While he agreed that it was unlikely that Diana was considering marrying Dodi, Kay said that Diana was “clearly very taken with him,” in part because Dodi was the first man she could date openly since her separation from Charles, several years before their divorce.
“Dodi was a quite gentle, sweet sort of man, and I suspect he was very attentive,” Kay said. “It wasn’t just the trappings that made him attractive — the jets and the yachts — but Diana quite liked the ordinariness of the family life al-Fayed had with his second wife and younger children.”

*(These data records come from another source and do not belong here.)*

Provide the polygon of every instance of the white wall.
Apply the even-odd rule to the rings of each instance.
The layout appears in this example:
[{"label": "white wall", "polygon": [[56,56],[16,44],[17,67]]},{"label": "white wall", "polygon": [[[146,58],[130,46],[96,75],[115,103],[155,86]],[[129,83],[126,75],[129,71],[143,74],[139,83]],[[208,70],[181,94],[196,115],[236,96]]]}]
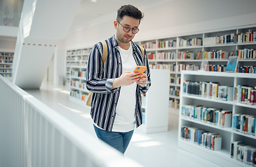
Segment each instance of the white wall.
[{"label": "white wall", "polygon": [[[255,0],[174,0],[154,7],[147,6],[151,7],[137,6],[145,17],[134,41],[256,24]],[[70,31],[65,42],[58,45],[58,48],[61,49],[58,53],[59,70],[56,77],[65,74],[63,49],[91,47],[110,38],[115,33],[113,22],[116,17],[114,12],[95,19],[80,29]]]},{"label": "white wall", "polygon": [[16,38],[13,39],[5,39],[0,38],[0,51],[13,51],[15,49]]},{"label": "white wall", "polygon": [[[256,24],[255,0],[174,0],[149,8],[137,7],[145,17],[134,41]],[[115,33],[116,13],[70,31],[66,49],[92,47],[110,37]]]}]

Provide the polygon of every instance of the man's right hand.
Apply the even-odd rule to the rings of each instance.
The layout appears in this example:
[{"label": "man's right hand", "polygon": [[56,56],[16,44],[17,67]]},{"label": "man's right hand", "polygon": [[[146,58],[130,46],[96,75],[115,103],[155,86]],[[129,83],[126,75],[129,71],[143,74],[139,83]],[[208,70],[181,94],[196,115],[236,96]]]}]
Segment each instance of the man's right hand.
[{"label": "man's right hand", "polygon": [[142,77],[143,74],[140,74],[137,72],[126,72],[121,74],[120,77],[116,78],[114,80],[112,89],[119,86],[131,85],[134,82],[137,81]]}]

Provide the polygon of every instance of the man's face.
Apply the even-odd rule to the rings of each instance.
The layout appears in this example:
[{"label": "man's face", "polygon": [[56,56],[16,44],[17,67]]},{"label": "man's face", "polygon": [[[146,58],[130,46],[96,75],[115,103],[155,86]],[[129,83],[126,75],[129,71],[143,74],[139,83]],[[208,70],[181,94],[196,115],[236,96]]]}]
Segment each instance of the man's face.
[{"label": "man's face", "polygon": [[[135,34],[133,33],[132,29],[139,28],[140,19],[125,15],[119,22],[121,25],[117,21],[114,23],[116,29],[117,40],[119,42],[128,43],[135,36]],[[125,32],[123,26],[126,28],[129,27],[130,30],[128,32]]]}]

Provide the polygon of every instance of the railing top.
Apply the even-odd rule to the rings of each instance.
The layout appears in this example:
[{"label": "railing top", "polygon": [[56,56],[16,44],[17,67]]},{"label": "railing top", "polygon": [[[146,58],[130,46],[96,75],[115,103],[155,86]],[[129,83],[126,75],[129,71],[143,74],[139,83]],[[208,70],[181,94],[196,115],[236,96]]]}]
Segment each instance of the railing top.
[{"label": "railing top", "polygon": [[1,75],[0,75],[0,79],[22,97],[24,101],[31,104],[43,117],[45,118],[57,130],[76,145],[81,152],[91,159],[96,159],[95,162],[99,166],[142,166],[132,159],[124,157],[121,153],[100,140],[96,140],[84,129],[46,106]]}]

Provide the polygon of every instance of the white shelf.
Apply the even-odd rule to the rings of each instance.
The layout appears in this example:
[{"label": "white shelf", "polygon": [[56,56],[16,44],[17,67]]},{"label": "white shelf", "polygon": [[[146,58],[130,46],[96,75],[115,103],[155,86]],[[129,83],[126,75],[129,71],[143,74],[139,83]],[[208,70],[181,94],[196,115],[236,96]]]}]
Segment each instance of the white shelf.
[{"label": "white shelf", "polygon": [[[249,105],[234,101],[223,101],[218,99],[206,98],[197,95],[186,95],[183,93],[184,81],[191,80],[193,81],[207,81],[224,82],[229,86],[236,86],[241,83],[246,83],[250,86],[256,86],[255,74],[242,74],[229,72],[202,72],[202,71],[182,71],[181,79],[180,91],[180,111],[179,128],[181,129],[182,126],[193,126],[199,129],[209,130],[211,132],[221,134],[222,150],[220,151],[209,150],[204,147],[193,143],[189,141],[181,138],[181,132],[179,134],[179,146],[181,149],[198,154],[203,158],[213,161],[222,166],[250,166],[244,163],[239,161],[230,157],[231,143],[232,141],[244,140],[246,145],[255,146],[256,136],[247,134],[236,132],[232,127],[223,127],[211,122],[199,120],[193,118],[181,115],[183,105],[203,105],[208,107],[226,107],[232,109],[234,113],[244,113],[249,112],[251,115],[256,116],[256,105]],[[216,81],[217,79],[218,81]],[[240,84],[239,84],[240,83]],[[222,84],[221,84],[222,85]],[[212,106],[211,106],[212,105]],[[239,107],[236,107],[239,106]]]},{"label": "white shelf", "polygon": [[144,123],[137,129],[144,133],[166,132],[168,129],[170,72],[151,70],[152,85],[146,93]]},{"label": "white shelf", "polygon": [[[70,72],[72,72],[73,70],[77,70],[78,71],[78,74],[79,72],[80,71],[85,71],[86,69],[86,67],[84,66],[77,66],[77,65],[71,65],[70,67],[70,72],[68,72],[68,74],[70,73]],[[70,95],[70,100],[73,102],[75,102],[82,106],[86,106],[86,101],[87,99],[87,95],[89,94],[89,90],[85,88],[80,88],[79,86],[79,84],[81,84],[82,82],[85,82],[85,77],[74,77],[72,76],[71,74],[70,74],[69,77],[68,78],[68,79],[69,80],[68,84],[70,84],[70,91],[77,91],[77,93],[79,93],[80,95],[81,96],[81,94],[85,94],[86,97],[85,97],[85,100],[82,100],[79,98],[76,98],[75,97],[71,96],[71,95]],[[71,81],[77,81],[77,86],[73,86],[70,85]],[[80,97],[81,98],[81,97]]]}]

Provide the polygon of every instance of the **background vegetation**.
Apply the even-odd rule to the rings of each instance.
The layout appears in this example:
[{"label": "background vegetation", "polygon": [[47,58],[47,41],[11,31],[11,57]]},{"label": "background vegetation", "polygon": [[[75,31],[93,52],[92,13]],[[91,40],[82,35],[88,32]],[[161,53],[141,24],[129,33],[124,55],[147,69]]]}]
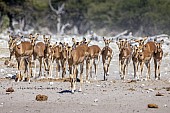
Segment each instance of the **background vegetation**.
[{"label": "background vegetation", "polygon": [[170,34],[170,0],[51,0],[51,4],[56,10],[64,4],[62,13],[52,11],[49,0],[0,0],[0,32],[47,28],[57,33],[60,16],[61,25],[69,23],[66,33],[75,33],[76,28],[79,34],[126,29],[138,35]]}]

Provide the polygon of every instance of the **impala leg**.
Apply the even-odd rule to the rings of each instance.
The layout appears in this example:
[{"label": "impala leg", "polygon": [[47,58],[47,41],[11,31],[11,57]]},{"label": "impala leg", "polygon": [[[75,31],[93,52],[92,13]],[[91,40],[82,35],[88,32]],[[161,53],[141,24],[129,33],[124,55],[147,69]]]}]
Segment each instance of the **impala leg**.
[{"label": "impala leg", "polygon": [[103,61],[104,81],[106,80],[105,61]]},{"label": "impala leg", "polygon": [[96,64],[95,59],[93,61],[93,65],[94,65],[94,70],[95,70],[95,78],[94,79],[97,79],[97,67],[98,67],[98,64]]},{"label": "impala leg", "polygon": [[94,62],[94,59],[90,59],[90,77],[92,78],[92,63]]},{"label": "impala leg", "polygon": [[154,59],[154,65],[155,65],[155,79],[157,80],[158,79],[158,77],[157,77],[157,61],[156,61],[156,59]]},{"label": "impala leg", "polygon": [[74,81],[73,81],[73,91],[76,90],[76,81],[77,81],[77,65],[74,66]]},{"label": "impala leg", "polygon": [[66,74],[66,60],[62,61],[62,78],[65,78]]},{"label": "impala leg", "polygon": [[122,78],[122,62],[120,59],[119,59],[119,75],[120,75],[120,78]]},{"label": "impala leg", "polygon": [[149,80],[150,79],[150,62],[145,63],[145,65],[148,69],[148,74],[147,74],[146,80]]},{"label": "impala leg", "polygon": [[89,73],[89,59],[86,60],[86,81],[88,81]]},{"label": "impala leg", "polygon": [[161,79],[160,66],[161,66],[161,61],[159,61],[159,64],[158,64],[158,80]]},{"label": "impala leg", "polygon": [[104,63],[104,80],[107,80],[107,63]]},{"label": "impala leg", "polygon": [[144,65],[144,62],[141,62],[140,63],[140,78],[141,78],[141,80],[143,79],[142,78],[143,65]]},{"label": "impala leg", "polygon": [[39,63],[40,63],[40,67],[39,67],[39,77],[41,77],[42,76],[42,58],[39,58],[38,59],[39,60]]},{"label": "impala leg", "polygon": [[59,72],[60,72],[60,64],[59,61],[56,60],[56,78],[59,78]]},{"label": "impala leg", "polygon": [[134,69],[134,78],[136,79],[137,75],[136,75],[136,62],[135,61],[133,61],[133,69]]},{"label": "impala leg", "polygon": [[80,89],[79,91],[82,91],[82,85],[83,85],[83,65],[84,63],[80,64]]},{"label": "impala leg", "polygon": [[53,68],[54,68],[54,64],[51,60],[51,66],[50,66],[50,76],[51,76],[51,78],[53,77]]},{"label": "impala leg", "polygon": [[121,61],[121,66],[120,66],[120,68],[121,68],[121,71],[120,71],[120,78],[123,80],[124,79],[124,68],[125,68],[125,66],[124,66],[124,61]]},{"label": "impala leg", "polygon": [[139,80],[139,62],[136,63],[136,76],[137,76],[137,80]]}]

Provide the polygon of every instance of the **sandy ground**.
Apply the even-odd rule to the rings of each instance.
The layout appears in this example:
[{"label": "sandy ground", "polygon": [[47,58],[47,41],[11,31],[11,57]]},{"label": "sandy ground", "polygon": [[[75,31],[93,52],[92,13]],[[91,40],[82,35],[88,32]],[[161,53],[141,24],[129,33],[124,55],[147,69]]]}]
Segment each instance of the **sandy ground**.
[{"label": "sandy ground", "polygon": [[[0,49],[8,56],[7,49]],[[151,63],[150,81],[131,81],[133,78],[132,62],[125,81],[118,74],[118,55],[115,54],[108,81],[103,80],[102,63],[99,65],[97,80],[83,84],[83,91],[72,94],[69,82],[33,81],[15,82],[4,79],[14,75],[16,68],[4,65],[5,58],[0,59],[0,113],[169,113],[170,111],[170,59],[165,57],[161,65],[161,80],[154,80],[153,61]],[[55,72],[54,72],[55,73]],[[144,75],[146,68],[144,68]],[[68,76],[68,73],[67,73]],[[6,93],[12,87],[13,93]],[[79,83],[77,84],[77,89]],[[156,96],[161,93],[163,96]],[[38,94],[48,96],[47,101],[36,101]],[[158,108],[147,105],[157,104]]]}]

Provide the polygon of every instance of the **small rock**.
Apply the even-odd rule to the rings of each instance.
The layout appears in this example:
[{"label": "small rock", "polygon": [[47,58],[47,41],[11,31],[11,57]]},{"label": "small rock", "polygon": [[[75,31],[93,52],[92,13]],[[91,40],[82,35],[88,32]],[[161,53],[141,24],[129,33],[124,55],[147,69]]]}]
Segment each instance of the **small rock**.
[{"label": "small rock", "polygon": [[94,102],[98,102],[98,99],[95,99]]},{"label": "small rock", "polygon": [[93,104],[92,104],[92,106],[98,106],[98,104],[96,104],[96,103],[93,103]]},{"label": "small rock", "polygon": [[167,107],[167,105],[165,104],[164,107]]},{"label": "small rock", "polygon": [[47,101],[48,99],[48,96],[46,95],[37,95],[36,98],[35,98],[37,101]]},{"label": "small rock", "polygon": [[96,85],[97,87],[100,87],[100,85]]},{"label": "small rock", "polygon": [[148,89],[148,91],[151,91],[151,92],[153,92],[154,90],[153,90],[153,89]]},{"label": "small rock", "polygon": [[155,96],[164,96],[164,95],[158,92]]},{"label": "small rock", "polygon": [[158,105],[156,105],[156,104],[148,104],[148,108],[158,108]]},{"label": "small rock", "polygon": [[12,93],[12,92],[14,92],[14,89],[13,89],[12,87],[10,87],[10,88],[8,88],[8,89],[6,90],[6,92]]},{"label": "small rock", "polygon": [[54,84],[53,82],[49,82],[49,85],[51,85],[51,86],[52,86],[53,84]]}]

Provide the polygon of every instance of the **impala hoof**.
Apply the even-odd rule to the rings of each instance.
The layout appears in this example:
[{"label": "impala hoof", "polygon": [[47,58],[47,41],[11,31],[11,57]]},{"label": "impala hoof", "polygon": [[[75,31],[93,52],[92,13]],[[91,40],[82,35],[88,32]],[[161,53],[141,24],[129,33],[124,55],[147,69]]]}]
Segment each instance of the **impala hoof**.
[{"label": "impala hoof", "polygon": [[79,89],[79,92],[82,92],[82,89],[81,89],[81,88]]},{"label": "impala hoof", "polygon": [[72,89],[72,90],[71,90],[71,93],[74,94],[74,92],[75,92],[75,91]]}]

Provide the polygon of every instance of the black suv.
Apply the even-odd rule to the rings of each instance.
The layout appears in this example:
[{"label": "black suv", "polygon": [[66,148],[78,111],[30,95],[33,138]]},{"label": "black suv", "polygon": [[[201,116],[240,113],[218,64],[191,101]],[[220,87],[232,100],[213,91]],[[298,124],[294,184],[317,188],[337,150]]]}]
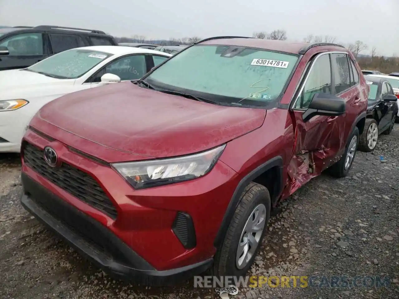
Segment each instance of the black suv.
[{"label": "black suv", "polygon": [[79,47],[118,45],[99,30],[58,26],[0,29],[0,71],[27,67],[53,54]]}]

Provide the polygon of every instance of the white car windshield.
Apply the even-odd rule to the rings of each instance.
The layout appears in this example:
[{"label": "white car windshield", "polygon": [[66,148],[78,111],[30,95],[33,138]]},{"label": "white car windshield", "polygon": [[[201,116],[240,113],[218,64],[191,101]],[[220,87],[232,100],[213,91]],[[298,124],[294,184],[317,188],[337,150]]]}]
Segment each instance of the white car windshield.
[{"label": "white car windshield", "polygon": [[144,80],[157,89],[190,93],[221,104],[275,105],[298,56],[245,47],[196,45]]},{"label": "white car windshield", "polygon": [[113,54],[84,49],[73,49],[53,55],[25,69],[59,79],[74,79],[83,76]]}]

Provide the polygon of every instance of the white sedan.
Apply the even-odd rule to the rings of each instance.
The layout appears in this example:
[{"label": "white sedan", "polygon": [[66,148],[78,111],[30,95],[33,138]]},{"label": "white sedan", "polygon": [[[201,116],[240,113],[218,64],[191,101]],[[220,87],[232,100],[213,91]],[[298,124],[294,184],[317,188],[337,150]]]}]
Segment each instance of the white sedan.
[{"label": "white sedan", "polygon": [[140,79],[172,55],[120,46],[68,50],[26,69],[0,71],[0,152],[20,152],[31,119],[64,94]]},{"label": "white sedan", "polygon": [[[397,101],[398,106],[399,106],[399,77],[396,77],[394,76],[388,76],[388,75],[368,75],[373,77],[379,77],[379,78],[384,78],[386,81],[387,81],[392,87],[392,90],[393,93],[398,98]],[[397,115],[396,116],[396,122],[399,122],[399,111],[398,111]]]}]

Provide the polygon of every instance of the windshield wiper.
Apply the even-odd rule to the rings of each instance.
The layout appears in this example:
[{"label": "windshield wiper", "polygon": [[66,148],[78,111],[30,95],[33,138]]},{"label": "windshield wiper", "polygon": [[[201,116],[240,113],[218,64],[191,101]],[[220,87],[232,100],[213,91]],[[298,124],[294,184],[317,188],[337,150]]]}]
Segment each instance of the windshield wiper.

As always in “The Crown,” there is an underlying tension not only between what might be real and what might be imagined, but also how that could color the public’s perception of the truth. Last year, after a wave of criticism from real-life participants of made-up scenes, the series added a disclaimer. It was, it said for the first time, a “fictional dramatization” that was “inspired by real events.”
That gives the production high cover and protection from potential lawsuits from aggrieved public figures. But still, “entire generations are getting their understanding of the modern British monarchy from the drama,” the broadcaster and political commentator Andrew Marr wrote recently in The Times of London, comparing the phenomenon to the way Shakespeare’s dramas have shaped public interpretations of history ever since.
There are many ways “The Crown” could have portrayed Diana’s state of mind in those last weeks, and it chose a particularly gentle interpretation of her relationships with both her former husband and her new lover.
More than 25 years later, it is hard to say definitively whether Diana had indeed found a measure of emotional peace after so much turmoil. Morgan’s is just the latest in a long line of interpretations. But as “The Crown” moves past the Diana era, perhaps it’s the one that brings the most comfort.